Has anyone or does anyone currently engage in HIIT? If so, do you prefer HIIT over endurance training? Which exercise prescription produced greater weight loss? Please feel free to leave comments about this article, share your stories about this subject, or ask questions.
Sources
- Sedlock, D. A., Fissinger, J. A., & Melby, C. L. (1989). Effect of exercise intensity and duration on postexercise energy expenditure. Med Sci Sports Exerc, 21(6), 662-6.
- Iaia, F., & Bangsbo, J. (2010). Speed endurance training is a powerful stimulus for physiological adaptations and performance improvements of athletes. Scandinavian journal of medicine & science in sports, 20(s2), 11-23.
- Dawson, B., Fitzsimons, M., Green, S., Goodman, C., Carey, M., & Cole, K. (1998). Changes in performance, muscle metabolites, enzymes and fibre types after short sprint training. European journal of applied physiology and occupational physiology, 78(2), 163-169.
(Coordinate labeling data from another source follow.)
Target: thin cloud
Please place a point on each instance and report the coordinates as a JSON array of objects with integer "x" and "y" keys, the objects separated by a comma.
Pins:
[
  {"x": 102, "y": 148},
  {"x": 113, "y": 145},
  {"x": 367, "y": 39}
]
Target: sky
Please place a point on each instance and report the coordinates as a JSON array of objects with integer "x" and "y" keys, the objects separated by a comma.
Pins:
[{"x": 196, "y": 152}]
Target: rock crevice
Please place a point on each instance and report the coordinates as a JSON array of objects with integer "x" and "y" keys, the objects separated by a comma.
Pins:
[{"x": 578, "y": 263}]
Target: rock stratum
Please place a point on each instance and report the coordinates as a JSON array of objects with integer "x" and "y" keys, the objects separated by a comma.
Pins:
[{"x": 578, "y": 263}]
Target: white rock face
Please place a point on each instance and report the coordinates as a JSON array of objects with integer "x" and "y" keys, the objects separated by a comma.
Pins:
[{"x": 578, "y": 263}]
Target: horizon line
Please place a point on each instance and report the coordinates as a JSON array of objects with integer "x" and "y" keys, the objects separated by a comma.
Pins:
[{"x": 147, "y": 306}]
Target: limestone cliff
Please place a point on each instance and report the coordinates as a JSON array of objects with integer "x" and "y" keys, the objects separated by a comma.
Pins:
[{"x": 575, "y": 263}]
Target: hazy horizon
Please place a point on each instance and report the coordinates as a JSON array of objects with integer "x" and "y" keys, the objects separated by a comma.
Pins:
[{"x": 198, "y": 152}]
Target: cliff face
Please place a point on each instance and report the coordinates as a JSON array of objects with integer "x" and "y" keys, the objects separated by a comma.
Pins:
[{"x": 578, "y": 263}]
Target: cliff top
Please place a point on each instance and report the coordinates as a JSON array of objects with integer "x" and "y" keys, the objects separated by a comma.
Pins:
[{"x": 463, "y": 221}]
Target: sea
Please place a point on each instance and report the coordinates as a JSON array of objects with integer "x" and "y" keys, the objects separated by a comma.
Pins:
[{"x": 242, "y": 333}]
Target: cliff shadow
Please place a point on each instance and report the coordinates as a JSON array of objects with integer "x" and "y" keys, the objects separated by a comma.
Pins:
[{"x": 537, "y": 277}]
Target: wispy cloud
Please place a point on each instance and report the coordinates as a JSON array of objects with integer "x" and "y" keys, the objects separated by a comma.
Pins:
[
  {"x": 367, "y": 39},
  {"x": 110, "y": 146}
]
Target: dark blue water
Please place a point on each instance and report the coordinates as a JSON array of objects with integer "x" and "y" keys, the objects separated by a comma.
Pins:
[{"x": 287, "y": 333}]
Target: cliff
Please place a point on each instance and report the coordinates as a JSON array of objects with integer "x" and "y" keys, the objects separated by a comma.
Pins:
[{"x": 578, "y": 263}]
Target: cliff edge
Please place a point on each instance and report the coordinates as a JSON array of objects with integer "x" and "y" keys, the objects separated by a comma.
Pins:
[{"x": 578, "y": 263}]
- Gibala, M. J. (2007). High-intensity interval training: a time-efficient strategy for health promotion?. Current sports medicine reports, 6(4), 211-213.
- Hunter, G. R., Weinsier, R. L., Bamman, M. M., & Larson, D. E. (1998). A role for high intensity exercise on energy balance and weight control. International Journal of Obesity, 22(6), 489-493.
- Williams, C. B., Zelt, J. G., Castellani, L. N., Little, J. P., Jung, M. E., Wright, D. C., … & Gurd, B. J. (2013). Changes in mechanisms proposed to mediate fat loss following an acute bout of high-intensity interval and endurance exercise. Applied Physiology, Nutrition, and Metabolism, 38(12), 1236-1244.
- Trapp, E. G., Chisholm, D. J., Freund, J., & Boutcher, S. H. (2008). The effects of high-intensity intermittent exercise training on fat loss and fasting insulin levels of young women. International journal of obesity, 32(4), 684-691.
- Tremblay, A., Simoneau, J. A., & Bouchard, C. (1994). Impact of exercise intensity on body fatness and skeletal muscle metabolism. Metabolism, 43(7), 814-818.
- Melanson, E. L., Sharp, T. A., Seagle, H. M., Horton, T. J., Donahoo, W. T., Grunwald, G. K., … & Hill, J. O. (2002). Effect of exercise intensity on 24-h energy expenditure and nutrient oxidation. Journal of Applied Physiology, 92(3), 1045-1052.
- Boutcher, S. H. (2010). High-intensity intermittent exercise and fat loss. Journal of obesity, 2011.
When I used to do HIIT (believe me, goalkeeper trainings are not vacation) I used to stay in shape. When I stopped training, I felt metabolism went up and I increased weight. I guess that at a certain age we must be adapted to endurance… due the risk of sport injuries, but it’s harder to loose weight.
A special routine for someone who used to due HIIT some years ago, and wants no risk of sport injuries? I will be glad knowing.
Nice post again Rob !
Hey Bernal. How often were you performing HIIT and what was your workout like? If you are out shape now I would take it slow when starting cardio again. I would suggest jogging quickly enough so that you can only keep that pace for about 45 seconds. Then walk for 3 minutes. Then jog for 45 seconds again. Start out only doing 4 sets of jogging. Once your cardio improves you can do 6-8 sets of jogging and maybe shorten your rest period. I would only do this three times a week. You can do a fast walk or light jog the other day instead of HIIT. Since HIIT is exhausting I would only do cardio 4 times a week and take three days off. Let me know how this works out for you!
One of the good things in HIIT is that you can make it more fun by working out with a partner; You can plan fun sprint drills. While endurance can be a bit boring, in my opinion.